I was immediately excited by Antigua. It's a beautiful colonial city, with all the colors and classic architecture Latin American colonial cities are known for. I found the language school I wanted to stay at, but since it was a Sunday, they couldn't take my registration then. There were a bunch of students outside the school, along with teachers and the owner, all preparing a very colorful and intricate "carpet" for the Semana Santa processions. There are many processions throughout the week, and many colorful carpets that are created especially for the processions. The carpets are made from colored sawdust, which is painstakingly sprinkled through large templates by dedicated volunteers. They have carpet creation down to a science, starting first thing in the morning, and finishing as close as possible to when the procession comes through - this way it's in the best possible condition. I think they finished the carpet at around 6PM, which left about an hour for them to take pictures, and for people to admire their work. 

The procession is either all men or all women, and the groups carry statues and huge floats that can weigh up to 600 pounds. Men usually wear purple or black robes, and the processions include bands and drummers playing solemn hymns. The processions trample the carpets in a matter of minutes, and leave behind little more than a pile of sawdust in their wake. At the end of procession there are always a bunch of guys with shovels and brooms, to clean up what was left of the carpets. 

Someone showed me to the student house of the language school that night, where I'd spend the next week and have three meals a day for only $100 US. The Spanish lessons themselves were with a private instructor and cost an additional $120 US. The name of the school was Sevilla Spanish Academy. 

During the week, I found out that another Pan Am cyclist named Matt was in town so we met up, and after talking about our plans for Central America, decided to join forces and ride it together. We agreed to leave on Monday, instead of Sunday, thinking that the traffic would be a little lighter because all the tourist traffic would have left. 

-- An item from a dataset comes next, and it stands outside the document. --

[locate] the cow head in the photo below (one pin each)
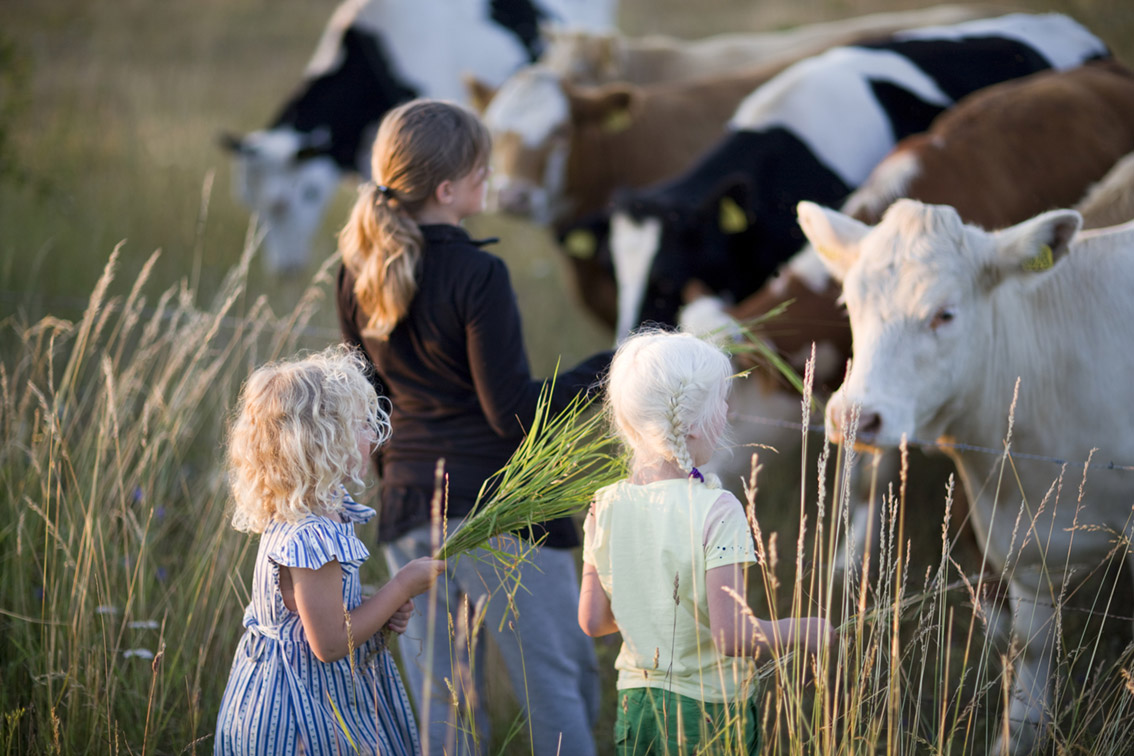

On Monday we headed out, using roads that would let us avoid riding through Guatemala City. Most riders do the same thing, and we had heard from one of them about an insanely steep hill that was on the most direct road back to Route 1. The hill ended up being worse than we could have ever expected, making it incredibly difficult to even maintain the speed necessary to keep the bike upright. Matt's gearing wasn't as low as mine, and for some stretches, he was forced to get off  and push his heavy bike up the hill. Just before finishing for the day, we experienced our first downpour of the rainy season. It was torrential, and within minutes the road had vanished under a river of brown water. We hid out at a water stand (ironic?) until the worst of it was over, and found a cheap hotel just a little farther down the road. I think the town was called Sepemech. 

Our last day in Guatemala was mostly downhill, but there were enough climbs that we still had to do some work. We got just beyond Valle Nuevo, and even though we had plenty of daylight left, we decided to camp at the Guatemalan side of the border, rather than cross without knowing where the next place to stop would be.